AIR PRODUCTS AND CHEMICALS, INC.

DEFERRED COMPENSATION PLAN

AS AMENDED AND RESTATED

EFFECTIVE JANUARY 1, 2005

 


 

TABLE OF CONTENTS

 

 

 

 

 

Preamble

 

 

1

 

Article 1 Purpose of the Plan

 

 

2

 

Section 1.1 Purpose

 

 

2

 

Article 2 Definitions

 

 

2

 

Section 2.1 Definitions

 

 

2

 

Section 2.2 Gender and Number

 

 

9

 

Article 3 Deferral Elections

 

 

10

 

Section 3.1 Deferral Elections

 

 

10

 

Article 4 Accounting and Valuation

 

 

11

 

Section 4.1 Accounting for Elective Deferrals, Core Credits, Matching Credits, Bonus Deferrals, Deferred Special Bonus and Earnings

 

 

11

 

Section 4.2 Deferred Company Stock Account

 

 

14

 

Section 4.3 Statements to Participants

 

 

16

 

Article 5 Vesting and Distribution

 

 

16

 

Section 5.1 Vesting

 

 

16

 

Section 5.2 Eligibility for Distribution

 

 

16

 

Section 5.3 Form of Payment and Commencement of Distribution to Participants

 

 

17

 

Section 5.4 Change in Control

 

 

21

 

Article 6 Administration

 

 

21

 

Section 6.1 Plan Administration and Interpretation

 

 

21

 

Section 6.2 Claim and Appeal Procedure

 

 

22

 

Article 7 Funding

 

 

24

 

Section 7.1 Benefits Unfunded

 

 

24

 

Section 7.2 Non-qualified Plan

 

 

24

 

Section 7.3 ERISA

 

 

24

 

Article 8 Amendment and Termination

 

 

25

 

Section 8.1 Amendment and Termination

 

 

25

 

Article 9 General Provisions

 

 

26

 

Section 9.1 Non-alienation of Benefits

 

 

26

 

Section 9.2 Contractual Obligations

 

 

26

 

Section 9.3 No Employment Rights

 

 

27

 

Section 9.4 Minor or Incompetent

 

 

27

 

Section 9.5 Unclaimed Amounts

 

 

27

 

Section 9.6 Payee Unknown

 

 

27

 

Section 9.7 Illegal or Invalid Provision

 

 

28

 

Section 9.8 Governing Law and Headings

 

 

28

 

Section 9.9 Liability Limitation

 

 

28

 

Section 9.10 Notices

 

 

28

 

Section 9.11 Entire Agreement

 

 

29

 

Section 9.12 Binding Effect

 

 

29

 

 


 

AIR PRODUCTS AND CHEMICALS, INC.
DEFERRED COMPENSATION PLAN

As Amended and Restated Effective January 1, 2005

Preamble

     WHEREAS, Air Products and Chemicals, Inc. (the “Company”) established, effective October 1, 1983, a nonqualified savings plan named the Supplementary Savings Plan (the “Plan”) for employees whose participation in the Air Products and Chemicals, Inc.
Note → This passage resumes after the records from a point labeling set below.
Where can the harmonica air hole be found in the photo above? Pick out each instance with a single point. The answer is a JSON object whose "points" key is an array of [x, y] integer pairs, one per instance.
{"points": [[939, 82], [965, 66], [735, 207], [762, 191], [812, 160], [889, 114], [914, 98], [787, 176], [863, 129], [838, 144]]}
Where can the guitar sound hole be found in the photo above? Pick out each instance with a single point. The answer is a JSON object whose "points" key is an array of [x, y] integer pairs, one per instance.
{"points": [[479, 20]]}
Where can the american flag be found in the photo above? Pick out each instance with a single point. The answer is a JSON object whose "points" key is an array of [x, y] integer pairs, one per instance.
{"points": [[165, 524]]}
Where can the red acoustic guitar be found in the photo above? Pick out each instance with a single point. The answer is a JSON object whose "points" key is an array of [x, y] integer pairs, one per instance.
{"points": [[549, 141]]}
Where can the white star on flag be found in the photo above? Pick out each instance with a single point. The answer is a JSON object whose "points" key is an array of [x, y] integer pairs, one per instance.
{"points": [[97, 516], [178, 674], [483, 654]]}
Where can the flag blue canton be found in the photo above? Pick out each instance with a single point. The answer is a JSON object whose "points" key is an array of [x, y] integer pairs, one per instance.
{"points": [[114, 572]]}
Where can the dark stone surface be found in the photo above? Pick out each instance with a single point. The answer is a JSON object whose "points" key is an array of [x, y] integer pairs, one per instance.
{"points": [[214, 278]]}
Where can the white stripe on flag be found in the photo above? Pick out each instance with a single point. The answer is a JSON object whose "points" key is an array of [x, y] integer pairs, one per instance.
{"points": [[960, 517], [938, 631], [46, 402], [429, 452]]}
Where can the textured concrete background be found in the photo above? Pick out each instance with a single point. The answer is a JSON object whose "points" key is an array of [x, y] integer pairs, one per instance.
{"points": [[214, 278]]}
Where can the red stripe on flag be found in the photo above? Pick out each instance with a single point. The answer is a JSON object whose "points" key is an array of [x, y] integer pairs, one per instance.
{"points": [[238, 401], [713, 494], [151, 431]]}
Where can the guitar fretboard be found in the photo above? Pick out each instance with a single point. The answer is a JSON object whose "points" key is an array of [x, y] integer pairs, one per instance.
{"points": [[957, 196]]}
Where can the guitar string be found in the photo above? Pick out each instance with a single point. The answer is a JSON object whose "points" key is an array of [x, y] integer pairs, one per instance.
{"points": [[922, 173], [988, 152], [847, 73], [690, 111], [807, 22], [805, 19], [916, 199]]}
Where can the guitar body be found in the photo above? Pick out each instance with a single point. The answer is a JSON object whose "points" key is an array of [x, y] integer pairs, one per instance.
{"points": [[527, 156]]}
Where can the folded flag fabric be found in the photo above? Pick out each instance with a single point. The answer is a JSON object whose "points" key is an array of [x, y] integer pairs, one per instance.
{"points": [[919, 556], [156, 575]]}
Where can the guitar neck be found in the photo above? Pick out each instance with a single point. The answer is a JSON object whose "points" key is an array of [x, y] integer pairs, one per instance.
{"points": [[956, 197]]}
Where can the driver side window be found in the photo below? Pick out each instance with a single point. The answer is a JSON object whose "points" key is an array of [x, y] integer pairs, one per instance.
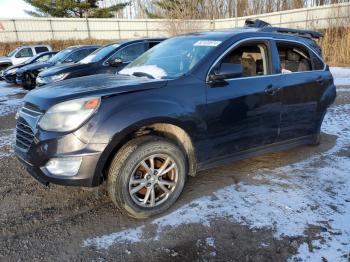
{"points": [[24, 52], [251, 56], [129, 53]]}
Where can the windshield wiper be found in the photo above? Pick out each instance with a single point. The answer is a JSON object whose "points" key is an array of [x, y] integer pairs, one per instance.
{"points": [[141, 74]]}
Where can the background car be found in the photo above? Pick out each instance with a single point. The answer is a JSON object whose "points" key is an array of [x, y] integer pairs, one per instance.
{"points": [[108, 59], [21, 54], [9, 74], [26, 76]]}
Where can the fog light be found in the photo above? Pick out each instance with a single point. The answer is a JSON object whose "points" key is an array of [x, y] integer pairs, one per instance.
{"points": [[67, 166]]}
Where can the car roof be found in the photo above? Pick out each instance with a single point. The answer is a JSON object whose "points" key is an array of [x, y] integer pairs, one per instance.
{"points": [[251, 32], [32, 46], [82, 46], [127, 41]]}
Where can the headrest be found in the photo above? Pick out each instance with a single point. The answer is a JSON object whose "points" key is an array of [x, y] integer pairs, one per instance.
{"points": [[292, 56]]}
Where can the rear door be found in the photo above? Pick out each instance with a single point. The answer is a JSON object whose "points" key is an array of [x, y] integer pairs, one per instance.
{"points": [[303, 82], [125, 55], [244, 112]]}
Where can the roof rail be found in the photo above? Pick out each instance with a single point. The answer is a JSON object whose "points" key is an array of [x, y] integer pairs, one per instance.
{"points": [[256, 23], [266, 27], [299, 32]]}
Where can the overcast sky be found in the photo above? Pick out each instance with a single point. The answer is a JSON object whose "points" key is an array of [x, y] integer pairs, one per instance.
{"points": [[13, 8]]}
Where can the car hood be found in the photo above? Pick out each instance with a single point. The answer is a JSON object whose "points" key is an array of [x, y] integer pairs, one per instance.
{"points": [[5, 59], [13, 67], [64, 68], [35, 66], [95, 85]]}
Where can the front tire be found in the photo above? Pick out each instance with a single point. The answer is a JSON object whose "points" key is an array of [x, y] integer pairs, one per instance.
{"points": [[146, 176]]}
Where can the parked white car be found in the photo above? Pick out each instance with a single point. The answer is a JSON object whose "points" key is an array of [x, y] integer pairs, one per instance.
{"points": [[21, 54]]}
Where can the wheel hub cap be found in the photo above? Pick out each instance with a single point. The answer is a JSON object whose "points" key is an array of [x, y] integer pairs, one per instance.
{"points": [[153, 180]]}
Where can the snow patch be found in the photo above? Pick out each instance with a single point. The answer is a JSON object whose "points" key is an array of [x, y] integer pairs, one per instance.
{"points": [[341, 75]]}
Retirement Savings Plan (formerly the “Retirement Savings and Stock Ownership Plan,” hereinafter referred to as “the Savings Plan”) is limited due to certain provisions of the Internal Revenue Code (the “Code”), which Plan was thereafter amended and restated effective as of January 1, 1987, October 1, 1989 and April 1, 1998; and

     WHEREAS, the Company now wishes to amend and restate the Plan for various changes as follows: to provide supplemental Company Core Contributions for employees whose Company Core Contributions under the Savings Plan are limited due to provisions of the Code; to comply with Section 409A of the Code and regulations thereunder applicable to nonqualified deferred compensation plans; and, effective September 1, 2006, to transfer into the Plan existing Deferred Cash Account and Deferred Stock Account balances under the Company’s Annual Incentive Plan, to provide for deferred payment of future awards made under the Annual Incentive Plan and to rename the Plan the Air Products and Chemicals, Inc. Deferred Compensation Plan.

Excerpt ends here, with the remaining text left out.